Data storage technologies have evolved significantly over time, transitioning from standard floppy disks to compact USB flash drives that can store massive amounts of data.
The compact nature and storage capabilities make flash drives an appealing option for many students.
While they are certainly portable, versatile, durable, and affordable, you shouldn’t use USB flash drives to manage storage for sensitive projects for the following reasons:
1. Rewrite Limitation
You can easily transfer your school files to a USB flash drive within minutes. You can also delete stored documents within seconds.
However, there’s a limitation to the number of times users can rewrite data on USB drives.
While all flash drives have a limited number of write cycles, the lifespan of your USB drive primarily depends on the technology used by the manufacturer.
The flash drive cells naturally wear down after a given number of writes, typically between 3000 and 10000 cycles.
Worn-out flash drive cells render the device unusable.
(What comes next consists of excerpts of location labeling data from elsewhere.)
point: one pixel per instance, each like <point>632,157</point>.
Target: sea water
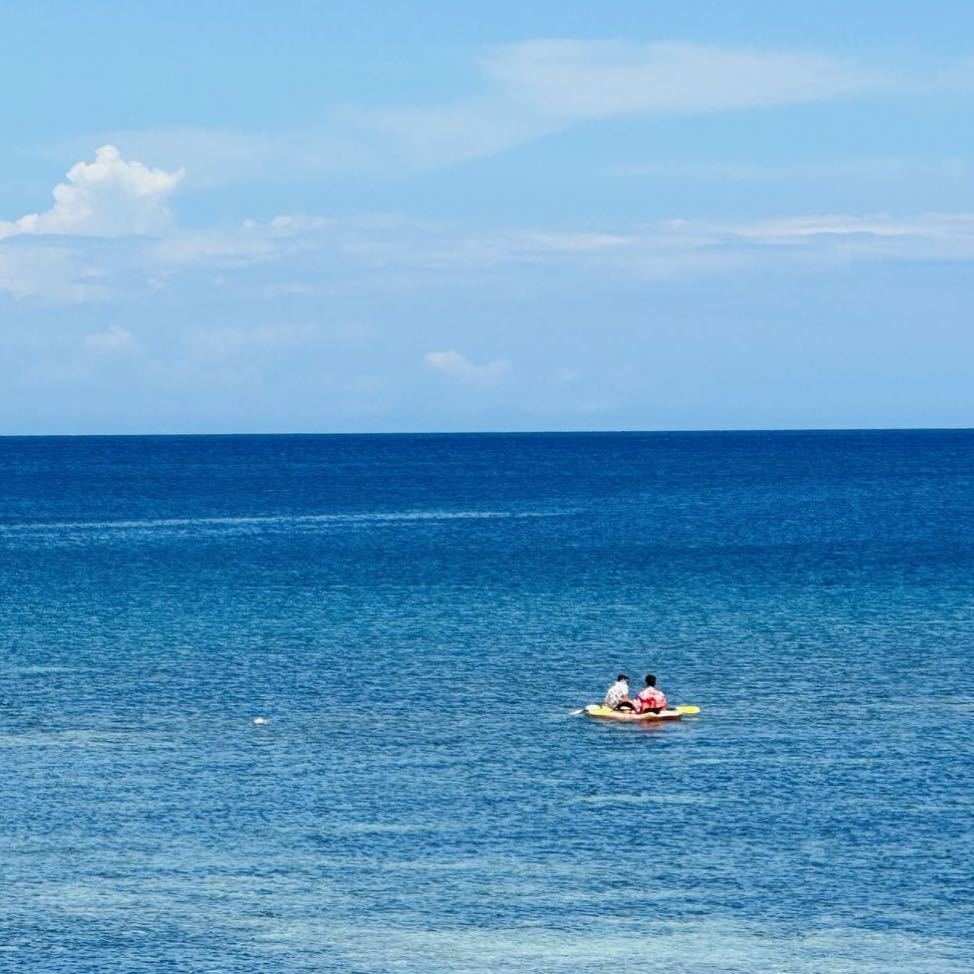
<point>303,704</point>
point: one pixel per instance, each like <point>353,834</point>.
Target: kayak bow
<point>601,712</point>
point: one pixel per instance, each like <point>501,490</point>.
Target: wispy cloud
<point>528,90</point>
<point>113,339</point>
<point>457,366</point>
<point>110,228</point>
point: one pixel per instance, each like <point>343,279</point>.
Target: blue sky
<point>415,216</point>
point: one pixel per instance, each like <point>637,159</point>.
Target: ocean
<point>414,619</point>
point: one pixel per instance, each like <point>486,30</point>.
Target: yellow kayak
<point>602,712</point>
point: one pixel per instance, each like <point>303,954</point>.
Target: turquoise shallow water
<point>416,617</point>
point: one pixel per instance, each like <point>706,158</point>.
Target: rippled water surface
<point>416,617</point>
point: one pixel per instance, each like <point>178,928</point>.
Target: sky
<point>411,216</point>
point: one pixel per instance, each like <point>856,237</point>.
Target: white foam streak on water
<point>274,521</point>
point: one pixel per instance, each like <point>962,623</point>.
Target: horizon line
<point>497,432</point>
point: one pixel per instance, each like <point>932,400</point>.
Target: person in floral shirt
<point>617,696</point>
<point>650,699</point>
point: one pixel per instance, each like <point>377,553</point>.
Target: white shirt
<point>618,692</point>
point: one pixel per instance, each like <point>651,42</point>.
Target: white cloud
<point>114,339</point>
<point>459,367</point>
<point>224,342</point>
<point>539,87</point>
<point>51,274</point>
<point>109,197</point>
<point>574,79</point>
<point>528,90</point>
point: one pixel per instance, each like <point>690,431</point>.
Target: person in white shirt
<point>617,696</point>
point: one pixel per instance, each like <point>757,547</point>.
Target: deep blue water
<point>415,617</point>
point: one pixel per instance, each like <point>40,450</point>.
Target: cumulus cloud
<point>459,367</point>
<point>110,197</point>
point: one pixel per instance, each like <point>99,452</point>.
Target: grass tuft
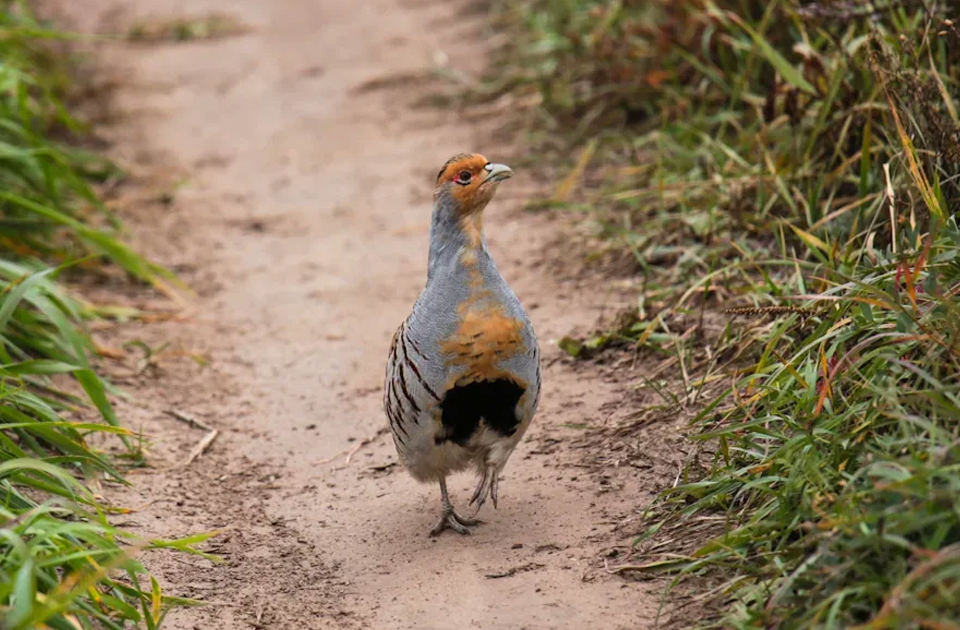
<point>62,564</point>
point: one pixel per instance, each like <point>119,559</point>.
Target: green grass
<point>62,564</point>
<point>796,162</point>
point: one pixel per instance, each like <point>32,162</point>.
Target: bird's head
<point>467,182</point>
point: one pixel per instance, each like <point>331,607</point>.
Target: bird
<point>463,378</point>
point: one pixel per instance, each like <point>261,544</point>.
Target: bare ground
<point>285,174</point>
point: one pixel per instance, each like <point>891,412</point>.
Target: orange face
<point>471,181</point>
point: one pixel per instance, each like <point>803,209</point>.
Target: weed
<point>794,161</point>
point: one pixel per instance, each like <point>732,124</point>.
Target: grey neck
<point>447,239</point>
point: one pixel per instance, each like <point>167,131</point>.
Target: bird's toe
<point>455,522</point>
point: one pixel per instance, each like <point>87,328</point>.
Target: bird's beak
<point>497,173</point>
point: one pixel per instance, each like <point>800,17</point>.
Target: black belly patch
<point>464,406</point>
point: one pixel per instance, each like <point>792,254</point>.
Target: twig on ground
<point>530,566</point>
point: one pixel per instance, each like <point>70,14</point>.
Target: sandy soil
<point>301,220</point>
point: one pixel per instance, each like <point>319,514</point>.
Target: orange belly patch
<point>485,337</point>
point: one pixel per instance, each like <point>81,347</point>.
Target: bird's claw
<point>449,519</point>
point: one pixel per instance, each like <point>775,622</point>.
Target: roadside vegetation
<point>62,564</point>
<point>785,177</point>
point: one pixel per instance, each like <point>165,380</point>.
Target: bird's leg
<point>480,492</point>
<point>449,518</point>
<point>486,487</point>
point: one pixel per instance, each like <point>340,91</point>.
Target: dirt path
<point>303,223</point>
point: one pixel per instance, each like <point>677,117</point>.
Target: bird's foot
<point>449,519</point>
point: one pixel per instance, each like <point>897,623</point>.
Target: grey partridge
<point>463,374</point>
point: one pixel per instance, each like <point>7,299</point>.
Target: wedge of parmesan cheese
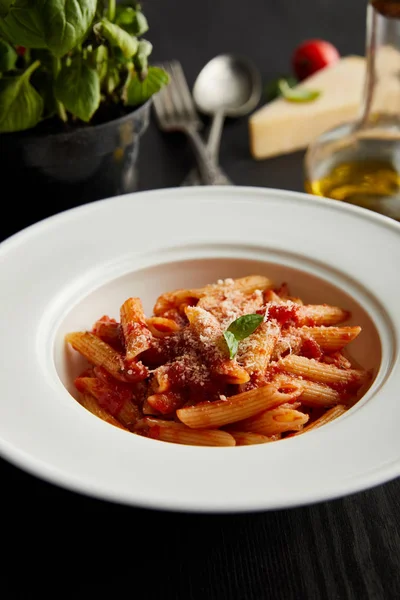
<point>281,127</point>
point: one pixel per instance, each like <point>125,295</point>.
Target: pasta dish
<point>236,362</point>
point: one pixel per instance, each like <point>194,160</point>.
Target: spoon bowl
<point>229,84</point>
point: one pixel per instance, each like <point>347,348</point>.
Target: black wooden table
<point>54,540</point>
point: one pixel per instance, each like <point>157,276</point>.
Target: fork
<point>175,111</point>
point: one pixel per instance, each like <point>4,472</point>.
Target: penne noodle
<point>108,330</point>
<point>236,408</point>
<point>331,339</point>
<point>209,332</point>
<point>248,438</point>
<point>205,378</point>
<point>318,394</point>
<point>321,314</point>
<point>166,403</point>
<point>327,417</point>
<point>274,422</point>
<point>256,350</point>
<point>161,327</point>
<point>137,335</point>
<point>177,433</point>
<point>92,405</point>
<point>116,400</point>
<point>321,372</point>
<point>103,355</point>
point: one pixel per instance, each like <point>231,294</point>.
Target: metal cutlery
<point>175,111</point>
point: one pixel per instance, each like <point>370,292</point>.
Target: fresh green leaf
<point>58,25</point>
<point>141,58</point>
<point>138,91</point>
<point>232,343</point>
<point>8,56</point>
<point>118,37</point>
<point>5,7</point>
<point>245,325</point>
<point>113,80</point>
<point>21,106</point>
<point>272,90</point>
<point>240,329</point>
<point>297,94</point>
<point>132,20</point>
<point>100,56</point>
<point>77,87</point>
<point>66,23</point>
<point>43,81</point>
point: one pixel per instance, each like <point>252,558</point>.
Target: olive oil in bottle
<point>359,163</point>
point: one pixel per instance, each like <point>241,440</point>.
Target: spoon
<point>227,86</point>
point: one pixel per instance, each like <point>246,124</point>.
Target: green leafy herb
<point>297,94</point>
<point>8,57</point>
<point>118,37</point>
<point>58,25</point>
<point>138,91</point>
<point>141,59</point>
<point>77,87</point>
<point>21,106</point>
<point>240,329</point>
<point>272,89</point>
<point>5,7</point>
<point>132,20</point>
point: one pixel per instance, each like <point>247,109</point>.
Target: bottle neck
<point>381,101</point>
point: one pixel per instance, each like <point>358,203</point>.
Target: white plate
<point>65,272</point>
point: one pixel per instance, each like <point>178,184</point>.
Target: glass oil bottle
<point>359,162</point>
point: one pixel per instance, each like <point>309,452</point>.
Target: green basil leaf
<point>58,25</point>
<point>100,55</point>
<point>141,58</point>
<point>21,106</point>
<point>232,343</point>
<point>77,87</point>
<point>113,80</point>
<point>118,37</point>
<point>5,7</point>
<point>272,90</point>
<point>245,325</point>
<point>23,24</point>
<point>8,56</point>
<point>297,95</point>
<point>66,23</point>
<point>43,81</point>
<point>138,91</point>
<point>131,20</point>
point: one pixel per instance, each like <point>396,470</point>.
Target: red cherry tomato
<point>311,56</point>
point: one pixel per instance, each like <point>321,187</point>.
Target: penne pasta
<point>321,314</point>
<point>275,421</point>
<point>103,355</point>
<point>136,334</point>
<point>233,363</point>
<point>247,438</point>
<point>210,334</point>
<point>238,407</point>
<point>331,339</point>
<point>321,372</point>
<point>177,433</point>
<point>92,405</point>
<point>255,351</point>
<point>327,417</point>
<point>116,400</point>
<point>161,326</point>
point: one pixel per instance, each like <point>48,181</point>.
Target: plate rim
<point>16,456</point>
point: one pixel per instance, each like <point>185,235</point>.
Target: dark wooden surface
<point>54,540</point>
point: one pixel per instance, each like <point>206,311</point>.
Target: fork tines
<point>174,106</point>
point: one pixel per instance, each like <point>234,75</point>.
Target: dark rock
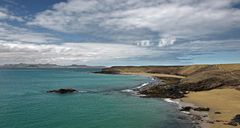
<point>217,112</point>
<point>187,108</point>
<point>201,109</point>
<point>232,123</point>
<point>235,121</point>
<point>162,91</point>
<point>63,90</point>
<point>210,122</point>
<point>220,121</point>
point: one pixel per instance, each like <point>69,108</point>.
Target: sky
<point>120,32</point>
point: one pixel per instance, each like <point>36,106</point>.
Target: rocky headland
<point>194,84</point>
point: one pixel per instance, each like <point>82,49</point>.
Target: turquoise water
<point>24,102</point>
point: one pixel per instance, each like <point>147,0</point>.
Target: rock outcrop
<point>63,91</point>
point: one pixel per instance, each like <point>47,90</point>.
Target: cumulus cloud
<point>178,18</point>
<point>5,14</point>
<point>67,53</point>
<point>13,33</point>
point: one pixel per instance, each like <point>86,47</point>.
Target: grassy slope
<point>198,77</point>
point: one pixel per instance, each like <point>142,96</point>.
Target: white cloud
<point>12,33</point>
<point>179,18</point>
<point>166,42</point>
<point>144,43</point>
<point>67,53</point>
<point>5,14</point>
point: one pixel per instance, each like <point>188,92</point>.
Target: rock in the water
<point>63,90</point>
<point>201,109</point>
<point>236,119</point>
<point>217,112</point>
<point>187,108</point>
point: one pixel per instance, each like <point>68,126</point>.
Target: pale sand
<point>226,101</point>
<point>153,74</point>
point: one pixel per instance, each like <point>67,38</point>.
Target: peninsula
<point>214,86</point>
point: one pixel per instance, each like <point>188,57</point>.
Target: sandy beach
<point>226,101</point>
<point>154,75</point>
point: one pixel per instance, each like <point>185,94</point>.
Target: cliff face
<point>197,78</point>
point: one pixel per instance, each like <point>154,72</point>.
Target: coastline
<point>201,119</point>
<point>179,84</point>
<point>224,104</point>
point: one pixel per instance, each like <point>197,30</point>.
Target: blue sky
<point>126,32</point>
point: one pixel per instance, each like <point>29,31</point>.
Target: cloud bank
<point>175,18</point>
<point>67,53</point>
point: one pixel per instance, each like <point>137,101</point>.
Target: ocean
<point>100,102</point>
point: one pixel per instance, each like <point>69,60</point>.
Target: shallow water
<point>100,103</point>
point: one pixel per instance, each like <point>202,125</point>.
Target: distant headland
<point>215,88</point>
<point>24,65</point>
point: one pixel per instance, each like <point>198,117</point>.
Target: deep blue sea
<point>100,103</point>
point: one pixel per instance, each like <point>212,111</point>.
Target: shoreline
<point>191,116</point>
<point>200,119</point>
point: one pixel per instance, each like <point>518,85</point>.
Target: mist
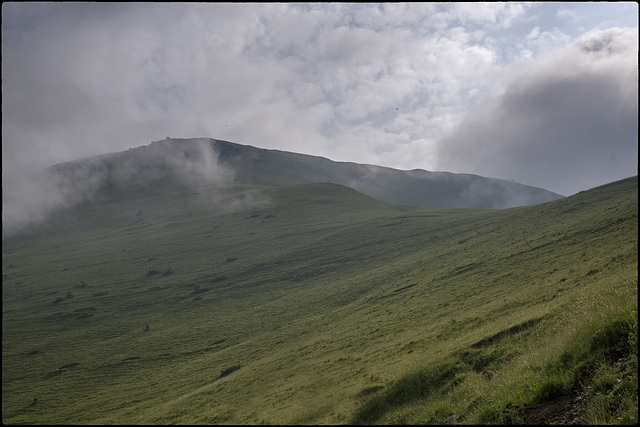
<point>30,198</point>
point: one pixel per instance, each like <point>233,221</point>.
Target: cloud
<point>369,83</point>
<point>566,122</point>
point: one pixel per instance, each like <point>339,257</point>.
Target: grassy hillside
<point>315,304</point>
<point>165,165</point>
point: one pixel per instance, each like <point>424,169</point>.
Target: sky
<point>541,93</point>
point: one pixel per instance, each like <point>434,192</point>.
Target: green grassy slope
<point>309,304</point>
<point>162,165</point>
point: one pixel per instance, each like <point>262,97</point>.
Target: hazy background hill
<point>174,163</point>
<point>194,286</point>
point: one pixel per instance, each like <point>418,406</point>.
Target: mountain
<point>172,297</point>
<point>176,163</point>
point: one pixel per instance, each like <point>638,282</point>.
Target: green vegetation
<point>315,304</point>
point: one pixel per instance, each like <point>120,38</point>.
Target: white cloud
<point>374,83</point>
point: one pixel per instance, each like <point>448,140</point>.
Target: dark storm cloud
<point>568,124</point>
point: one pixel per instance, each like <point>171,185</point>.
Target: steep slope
<point>176,163</point>
<point>296,303</point>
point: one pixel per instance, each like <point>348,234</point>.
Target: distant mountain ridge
<point>175,163</point>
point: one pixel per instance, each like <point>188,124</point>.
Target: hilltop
<point>172,163</point>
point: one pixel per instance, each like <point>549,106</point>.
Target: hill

However, the limitation only affects write cycles.
There’s no implication on the number of attempts to read the files. You can open your stored files endless times without affecting their lifespan.
Modern flash drives have various technologies that attempt to prevent rewrite limitations and eventual data loss.
A common technology is wear leveling, which spreads wear out to flash drive cells, reducing the probability of experiencing widespread data failure.
While most modern flash drives support this technology, it does to a limited extent.
Other technologies like error-correcting code boost resistance against flash cell damage and data loss.
Unfortunately, not all flash drive manufacturers have embraced these technologies. Most manufacturers avoid them in a bid to cut production costs.
Therefore, if you insist on using your flash drives for important school projects, ensure that you use a flash drive model from manufacturers that use these technologies.
Note that this means spending more on a high-quality drive.
2. Data Security Issues
USB flash drives are preferred because of their compact and portable nature. These storage devices can be used on computer systems and other gadgets flexibly.
However, doing this exposes them to data security issues. Your computer system might have malware, virus, and other malicious programs that can corrupt information stored on your flash drive.
Unfortunately, accessing files stored in a corrupted USB drive is almost impossible.
Using your flash drive on multiple gadgets also spreads malicious programs from the source system to others, ultimately corrupting them.
3. Data Use
Data use also affects the performance and longevity of your flash drive. USB flash drives wear out faster if contents are regularly overwritten.
Unlike other external storage devices, flash drives shouldn’t be used for repetitive write cycles.
Therefore, you shouldn’t edit your photos, sounds, videos, and other files on the flash drive.
Regular write cycles accelerate the wear down of flash cells, causing unexpected data loss.
Always transfer files to your PC’s hard drive before editing. You should also never run applications directly from the USB drive.
4. Easy to Lose
While the small size makes USB flash drives portable, they make them easy to lose or misplace.
They can easily fall off your bag, wallet, or pocket. It can also be stolen easily.
This becomes a major problem if a flash drive containing sensitive information gets into the hands of malicious persons.
Otherwise, you put yourself at risk of losing precious college work, such as essays and presentations.
The Bottom Line
You shouldn’t rely on flash drives to store important information.
Flash drives should be mainly used for data transfer rather than storage.
Storing crucial projects in at least three locations is a prudent way of preventing permanent data loss.
Besides, use backup software and check backups for important data regularly.